Consider a system with twelve magnetic tape drives and three processes $P_1, P_2$ and $P_3$. process $P_1$ requires maximum ten tape drives, process $P_2$ may need as many as four tape drives and $P_3$ may need upto nine tape drives. Suppose that at time $t_1$, process $P_1$ is holding five tape drives, process $P_2$ is holding two tape drives and process $P_3$ is holding three tape drives, At time $t_1$, system is in:

- safe state
- unsafe state
- deadlocked state
- starvation state

+3 votes

Best answer

**System is in UNSAFE state**

- P1 holds 5 tapes
- P2 holds 2 tapes
- P3 holds 3 tapes

*Total 10 tapes are allocated and 12-10=2 tapes are free*

- P1 requires maximum 10 tape drives; It needs 10-5 =
*5 more tapes* - P2 may need as many as 4tape drives. It needs 4-2=
*2 more tapes.* - P3 may need as many as 9 tape drives. It needs 9-3=
*6 more tapes.*

We can allocate 2 free tapes to P2.

P2 will complete execution and release all its resources including 4 tapes.

Even if we allocate 4 tapes to ** P1 or P3 they cannot complete execution **because P1 nees 5 more taps while P3 needs 6 more tapes.

+3 votes

At time T1

Maximum need P1 P2 P3

10 4 9

Allocated P1 P2 P3

5 2 3

Total tape drives = 12

Available tape drives = 12-(Allocated tape drives)

= 12 - (10)=2

Need P1 P2 P3

5 2 6

So process P2 needs 2 tap drives and we have available 2.

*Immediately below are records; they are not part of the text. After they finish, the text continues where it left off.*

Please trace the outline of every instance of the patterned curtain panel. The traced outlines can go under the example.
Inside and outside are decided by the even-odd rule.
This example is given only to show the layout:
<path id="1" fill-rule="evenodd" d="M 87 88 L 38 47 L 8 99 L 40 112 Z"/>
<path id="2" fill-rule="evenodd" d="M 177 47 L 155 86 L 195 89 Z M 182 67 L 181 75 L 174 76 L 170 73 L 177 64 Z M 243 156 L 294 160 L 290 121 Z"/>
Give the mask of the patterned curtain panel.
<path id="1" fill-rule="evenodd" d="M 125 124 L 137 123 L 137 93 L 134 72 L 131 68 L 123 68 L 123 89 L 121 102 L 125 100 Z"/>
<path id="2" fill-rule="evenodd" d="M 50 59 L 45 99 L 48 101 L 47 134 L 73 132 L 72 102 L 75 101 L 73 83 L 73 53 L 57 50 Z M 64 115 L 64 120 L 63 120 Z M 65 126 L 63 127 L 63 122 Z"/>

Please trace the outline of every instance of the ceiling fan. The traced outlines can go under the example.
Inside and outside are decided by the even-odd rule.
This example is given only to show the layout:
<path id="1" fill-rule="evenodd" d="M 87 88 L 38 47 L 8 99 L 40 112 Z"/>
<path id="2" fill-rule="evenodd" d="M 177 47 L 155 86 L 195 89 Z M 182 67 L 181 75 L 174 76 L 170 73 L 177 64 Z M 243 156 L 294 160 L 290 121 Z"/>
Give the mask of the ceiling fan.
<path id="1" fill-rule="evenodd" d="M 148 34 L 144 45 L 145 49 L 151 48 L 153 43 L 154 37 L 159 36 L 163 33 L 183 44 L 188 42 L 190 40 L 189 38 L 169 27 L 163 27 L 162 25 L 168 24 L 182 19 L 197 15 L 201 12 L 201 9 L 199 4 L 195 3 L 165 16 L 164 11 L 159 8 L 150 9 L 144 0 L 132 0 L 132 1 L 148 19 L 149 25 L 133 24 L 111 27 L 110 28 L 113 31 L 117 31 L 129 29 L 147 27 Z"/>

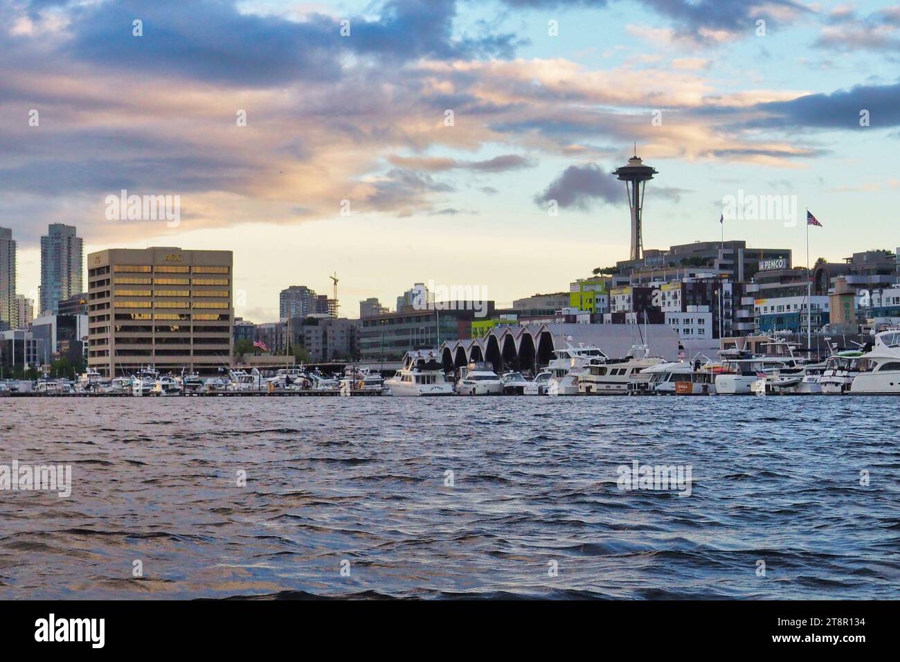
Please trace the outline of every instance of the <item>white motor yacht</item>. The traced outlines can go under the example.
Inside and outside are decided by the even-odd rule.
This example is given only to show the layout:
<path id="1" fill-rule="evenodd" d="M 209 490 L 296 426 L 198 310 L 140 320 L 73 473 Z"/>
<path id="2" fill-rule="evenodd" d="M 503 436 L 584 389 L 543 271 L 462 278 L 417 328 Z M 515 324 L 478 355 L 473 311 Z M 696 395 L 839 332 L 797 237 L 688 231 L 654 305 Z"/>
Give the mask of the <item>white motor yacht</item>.
<path id="1" fill-rule="evenodd" d="M 819 377 L 819 385 L 825 395 L 843 395 L 850 390 L 850 385 L 860 374 L 859 349 L 839 351 L 825 359 L 825 367 Z"/>
<path id="2" fill-rule="evenodd" d="M 877 333 L 875 346 L 862 355 L 860 364 L 851 394 L 900 394 L 900 330 Z"/>
<path id="3" fill-rule="evenodd" d="M 111 395 L 130 394 L 132 393 L 131 383 L 133 381 L 133 377 L 113 377 L 112 381 L 104 390 L 104 393 L 110 394 Z"/>
<path id="4" fill-rule="evenodd" d="M 318 370 L 307 373 L 306 378 L 309 380 L 310 387 L 313 391 L 337 391 L 340 388 L 339 381 L 327 376 Z"/>
<path id="5" fill-rule="evenodd" d="M 585 367 L 600 366 L 608 360 L 599 348 L 583 343 L 579 343 L 578 347 L 567 343 L 564 349 L 554 349 L 554 359 L 547 365 L 547 370 L 552 374 L 547 385 L 550 395 L 577 395 L 579 379 Z"/>
<path id="6" fill-rule="evenodd" d="M 456 384 L 460 395 L 502 395 L 503 382 L 488 361 L 470 363 L 464 376 Z"/>
<path id="7" fill-rule="evenodd" d="M 344 368 L 344 378 L 340 384 L 342 393 L 344 389 L 375 394 L 382 394 L 384 391 L 384 377 L 367 367 L 348 366 Z"/>
<path id="8" fill-rule="evenodd" d="M 531 384 L 520 372 L 508 372 L 500 377 L 504 395 L 524 395 L 525 389 Z"/>
<path id="9" fill-rule="evenodd" d="M 655 394 L 679 395 L 713 395 L 716 376 L 711 370 L 688 361 L 669 361 L 644 368 L 650 376 L 647 388 Z"/>
<path id="10" fill-rule="evenodd" d="M 174 375 L 160 375 L 157 383 L 153 385 L 153 395 L 181 395 L 181 382 L 176 379 Z"/>
<path id="11" fill-rule="evenodd" d="M 106 383 L 95 367 L 89 367 L 78 376 L 78 381 L 75 383 L 75 390 L 77 393 L 99 393 L 104 390 Z"/>
<path id="12" fill-rule="evenodd" d="M 784 385 L 799 383 L 802 376 L 795 374 L 795 366 L 783 358 L 754 357 L 740 354 L 727 356 L 710 369 L 716 373 L 716 393 L 718 395 L 749 395 L 753 384 L 778 371 L 778 379 L 785 379 Z M 802 373 L 801 373 L 802 375 Z"/>
<path id="13" fill-rule="evenodd" d="M 183 375 L 181 385 L 185 395 L 195 395 L 203 390 L 203 379 L 196 373 Z"/>
<path id="14" fill-rule="evenodd" d="M 203 380 L 203 391 L 206 393 L 224 393 L 231 390 L 231 380 L 228 377 L 209 377 Z"/>
<path id="15" fill-rule="evenodd" d="M 66 395 L 72 393 L 72 384 L 68 379 L 39 379 L 34 391 L 45 395 Z"/>
<path id="16" fill-rule="evenodd" d="M 247 370 L 229 370 L 232 391 L 259 391 L 263 388 L 263 376 L 256 367 Z"/>
<path id="17" fill-rule="evenodd" d="M 140 371 L 131 377 L 132 395 L 152 395 L 159 379 L 159 371 L 149 366 L 141 367 Z"/>
<path id="18" fill-rule="evenodd" d="M 530 382 L 526 382 L 522 388 L 523 395 L 546 395 L 550 388 L 550 380 L 554 374 L 549 370 L 543 370 L 535 376 Z"/>
<path id="19" fill-rule="evenodd" d="M 397 374 L 385 382 L 393 395 L 453 395 L 453 381 L 433 350 L 408 351 Z"/>
<path id="20" fill-rule="evenodd" d="M 648 353 L 646 345 L 633 345 L 624 358 L 585 366 L 578 381 L 578 392 L 586 395 L 626 395 L 647 392 L 651 375 L 644 370 L 666 363 L 664 358 L 650 357 Z"/>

So P2 satisfies is need at t1 After this Available becomes 4

So we can see neither P1 nor P3 need satisfies so system no longer becomes

safe and System goes to unsafe state at time t1

0 votes

System is unsafe .

Explanation

Processes | Used | Max | Need |

P1 | 5 | 10 | 5 |

P2 | 2 | 4 | 2 |

P3 | 3 | 9 | 6 |

Now Available A=12-(5+3+2)=2

Anew=2,With Anew we can only fulfil the desire of P2

Now Anew=2+2=4

Anew=4::: With Anew=4 we are totaly unable to fulfill the need of P1 and P3.So there is no sequence exist by which we can say system in safe.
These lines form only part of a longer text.